6. In [5.03-Gene_Heatmaps.Rmd](R_scripts/5.03-Gene_Heatmaps.Rmd), one generates a heatmap of the users favorite genes. By default the script plots scaled expression of a few select genes.
## Mechanics:
To run this analysis, first create/clean the results output folder by running the codes in [95_Make_Clean.Rmd](). Subsequently, run the code chunks in [99_Run_All.Rmd](R_scripts/99_Run_All.Rmd). This will run the Rmarkdown (.Rmd) files containing the actual code for this analysis in numerical order (i.e., 1.03_Gather-and-Tidy-Data.Rmd, followed by 2.03_Downstream_Analysis.Rmd). Note that one must modify the variable "files_in_r\_to_run" in [99_Run_All.Rmd](R_scripts/99_Run_All.Rmd) if one edits or add/deletes filenames of .Rmd scripts associated with this analysis.
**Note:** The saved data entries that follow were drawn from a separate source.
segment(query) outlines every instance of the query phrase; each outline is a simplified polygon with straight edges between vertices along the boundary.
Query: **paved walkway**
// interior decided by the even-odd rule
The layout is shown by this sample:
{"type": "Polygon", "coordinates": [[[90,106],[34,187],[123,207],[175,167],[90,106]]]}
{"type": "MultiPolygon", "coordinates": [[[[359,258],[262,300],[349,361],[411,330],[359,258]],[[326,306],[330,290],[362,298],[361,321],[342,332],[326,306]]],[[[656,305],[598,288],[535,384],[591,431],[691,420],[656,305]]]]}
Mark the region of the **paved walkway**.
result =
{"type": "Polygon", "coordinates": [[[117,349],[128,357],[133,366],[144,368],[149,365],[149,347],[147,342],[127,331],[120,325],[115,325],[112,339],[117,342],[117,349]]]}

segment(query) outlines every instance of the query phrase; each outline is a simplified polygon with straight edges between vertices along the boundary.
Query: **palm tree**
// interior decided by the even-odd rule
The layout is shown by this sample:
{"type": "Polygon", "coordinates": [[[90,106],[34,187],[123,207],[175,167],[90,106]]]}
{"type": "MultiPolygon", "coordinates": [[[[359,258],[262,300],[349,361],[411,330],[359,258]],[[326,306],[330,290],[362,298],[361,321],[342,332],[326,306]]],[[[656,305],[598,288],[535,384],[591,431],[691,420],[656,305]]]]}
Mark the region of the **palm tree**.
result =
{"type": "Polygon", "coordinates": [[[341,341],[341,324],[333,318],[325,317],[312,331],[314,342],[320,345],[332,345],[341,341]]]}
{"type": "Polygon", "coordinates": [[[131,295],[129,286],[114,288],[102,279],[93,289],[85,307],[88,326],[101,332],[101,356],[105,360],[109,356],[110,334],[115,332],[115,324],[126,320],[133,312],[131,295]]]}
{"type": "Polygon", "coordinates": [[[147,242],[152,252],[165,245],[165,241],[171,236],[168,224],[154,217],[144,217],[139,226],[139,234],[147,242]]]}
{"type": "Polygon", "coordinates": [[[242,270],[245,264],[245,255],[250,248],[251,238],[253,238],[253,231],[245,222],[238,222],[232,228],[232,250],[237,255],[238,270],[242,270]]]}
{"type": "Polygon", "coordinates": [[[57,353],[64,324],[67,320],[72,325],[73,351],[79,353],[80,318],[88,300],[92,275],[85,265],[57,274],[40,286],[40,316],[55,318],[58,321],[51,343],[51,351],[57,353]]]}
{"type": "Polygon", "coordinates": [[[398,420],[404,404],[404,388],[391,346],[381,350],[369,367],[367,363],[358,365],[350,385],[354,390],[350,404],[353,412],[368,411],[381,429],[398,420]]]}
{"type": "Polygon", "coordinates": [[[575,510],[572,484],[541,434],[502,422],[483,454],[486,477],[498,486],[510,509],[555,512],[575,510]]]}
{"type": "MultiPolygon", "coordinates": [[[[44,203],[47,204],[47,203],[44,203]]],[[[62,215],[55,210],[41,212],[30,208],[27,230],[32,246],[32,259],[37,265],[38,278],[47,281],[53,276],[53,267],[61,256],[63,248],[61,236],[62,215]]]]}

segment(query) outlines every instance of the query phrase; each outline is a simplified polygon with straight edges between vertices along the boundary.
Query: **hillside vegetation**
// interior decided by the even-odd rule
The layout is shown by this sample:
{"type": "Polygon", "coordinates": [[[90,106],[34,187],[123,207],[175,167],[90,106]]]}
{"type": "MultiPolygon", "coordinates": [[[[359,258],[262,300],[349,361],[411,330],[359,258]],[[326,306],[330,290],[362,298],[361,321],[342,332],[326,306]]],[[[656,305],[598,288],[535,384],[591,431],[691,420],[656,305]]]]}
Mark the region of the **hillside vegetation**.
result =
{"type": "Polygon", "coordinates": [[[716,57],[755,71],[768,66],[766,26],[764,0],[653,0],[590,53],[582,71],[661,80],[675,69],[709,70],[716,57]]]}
Running [99_Run_All.Rmd](R_scripts/99_Run_All.Rmd) will also render html files of each .Rmd file, which will be saved to the results folder, making useful reports of this analysis. Finally, this README.Rmd files will also be knitted to an html file, as well as a markdown (.md) file, in the working directory of this repository. This markdown file makes for easy viewing on GitHub, and acts as the "home page" for this repo.
## Output:
The resulting output files were saved to the [Results](Results) folder in this repository. Note that the contents of this folder will not be tracked by the remote repository by default (these files tend to be large to store on GitHub). To track the contents of this folder, one must remove the line "/Results/" from the [.gitignore](.gitignore) file.
```{r, echo=FALSE}
list.files(path="Results")
```
## IPA:
Results from this experiment ([IPA/Merged_Treatment_Comparisons_DESeq2_Results.csv](IPA/Merged_Treatment_Comparisons_DESeq2_Results.csv)) were uploaded into IPA, under project "WWWWWW". The Dataset is titled: "XXXXXX" and the Core Analysis is titled: "ZZZZZ".
The resulting output files were saved to the [IPA](IPA) folder in this repository. Note that the contents of this folder will not be tracked by the remote repository by default (these files tend to be large to store on GitHub). To track the contents of this folder, one must remove the line "/IPA/" from the [.gitignore](.gitignore) file.
```{r, echo=FALSE}
list.files(path="IPA")
## Summary:
```
Describe any and all major insights generated from this analysis here....
Presentations and reports shared with other members of our team are stored in [Presentations_Reports](Presentations_Reports). Note that the contents of this folder will not be tracked by the remote repository by default (as these files tend to be large to store on GitHub). To track the contents of this folder, one must remove the line "/Presentations_Reports/" from the [.gitignore](.gitignore) file.
## To do list:
1. ...
## Template used:
This repository was generated from [10adavis/DESeq2_fGSEA_Flow `r DESeq2_fGSEA_Flow_version`](https://github.com/10adavis/DESeq2_fGSEA_Flow).
### Session information
```{r session_info}
sessionInfo()
```
This document was processed on: `r Sys.Date()`.